Cegah Krisis Identitas Gen Z dan Alpha, Anggota DPRD Kota Medan Dorong Pembumian Pancasila

BeritaLokal, Medan – Anggota Dewan Perwakilan Rakyat Daerah (DPRD) Kota Medan dari Fraksi Golkar, Rommy Van Boy, memperkuat perhatian terhadap ancaman krisis identitas nasional bagi generasi muda di tengah dinamika globalisasi dan digitalisasi. Pembumian Pancasila dan wawasan kebangsaan menjadi agenda penting yang dicanangkan dalam sosialisasi Wasbang di Lapangan Baronet, Jalan Starban, Kelurahan Polonia, Kecamatan Medan Polonia, Kota Medan, pada Sabtu (30/5/2026).

Rommy menekankan bahwa pemahaman dasar Pancasila, Undang-Undang Dasar 1945, serta Garis-garis Besar Haluan Negara (GBHN) harus menjadi bagian integral dalam proses pendidikan dan pengembangan identitas generasi muda. “Saat ini, banyak Gen Z dan Gen Alpha tidak mengetahui dasar-dasar Pancasila,” kata Rommy saat dihubungi beritaLokal. Ia mengingatkan bahwa arus informasi yang deras dari media sosial bisa membuat budaya luar terasa lebih realistis, bahkan mengubah persepsi anak muda tentang nilai-nilai kebangsaan.

Dalam kesempatan tersebut, Rommy menyoroti dua ancaman utama: penyalahgunaan narkoba dan aktivitas judi online (judol). Ia menegaskan bahwa keduanya bisa menjadi “predator” yang memanfaatkan kerapuhan psikologis remaja. “Membentengi pemuda dari lingkaran hitam narkoba dan judi online adalah langkah konkret untuk mengamalkan wawasan kebangsaan,” kata dia.

Pembumian ideologi diharapkan tidak hanya dilakukan melalui pendekatan formal, tetapi juga dialogis. Rommy menyarankan kerja sama multi-perspektif, termasuk pemerintah, legislatif, institusi pendidikan, dan orangtua. “Tidak bisa hanya dibebankan kepada satu instansi,” ujar mantan Ketua PAC-PP Medan Polonia.

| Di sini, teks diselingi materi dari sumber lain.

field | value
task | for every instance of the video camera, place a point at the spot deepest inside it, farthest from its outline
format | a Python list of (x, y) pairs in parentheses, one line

Dalam kesimpulan, Rommy menegaskan bahwa generasi muda perlu tumbuh sebagai warga global yang memiliki jati diri sebagai bangsa Indonesia. “Global citizen yang kompetitif tanpa kehilangan jati diri adalah harapan kita,” kata dia. Kegiatan sosialisasi ini dihadiri ratusan warga dan tokoh pemuda setempat, menunjukkan kesiapan masyarakat untuk mendukung program penguatan nilai-nilai nasional.

Penyebab Krisis Identitas Nasional
Saat ini, ancaman krisis identitas nasional dianggap sangat berpotensi menghambat stabilitas sosial di Medan, yang merupakan kota kosmopolitan dengan kekayaan budaya dan keberagaman. Rommy menegaskan bahwa pembumian Pancasila harus dilakukan secara masif melalui pendekatan dialogis, bukan sekadar hafalan. “Pemahaman Pancasila sebagai pedoman moral adalah kunci untuk menghindari konflik sosial dan intoleransi,” kata dia.

Kegiatan sosialisasi ini juga menyoroti perlu adanya pengawasan melekat di lingkungan keluarga, karena ancaman narkoba dan judi online bisa terjadi meskipun ada upaya penguatan ideologi. Rommy mengajak elemen masyarakat untuk bersama-sama membangun wawasan kebangsaan yang kuat. “Tidak hanya pemerintah, tapi seluruh komunitas harus berkontribusi dalam antisipasi krisis identitas nasional,” kata dia.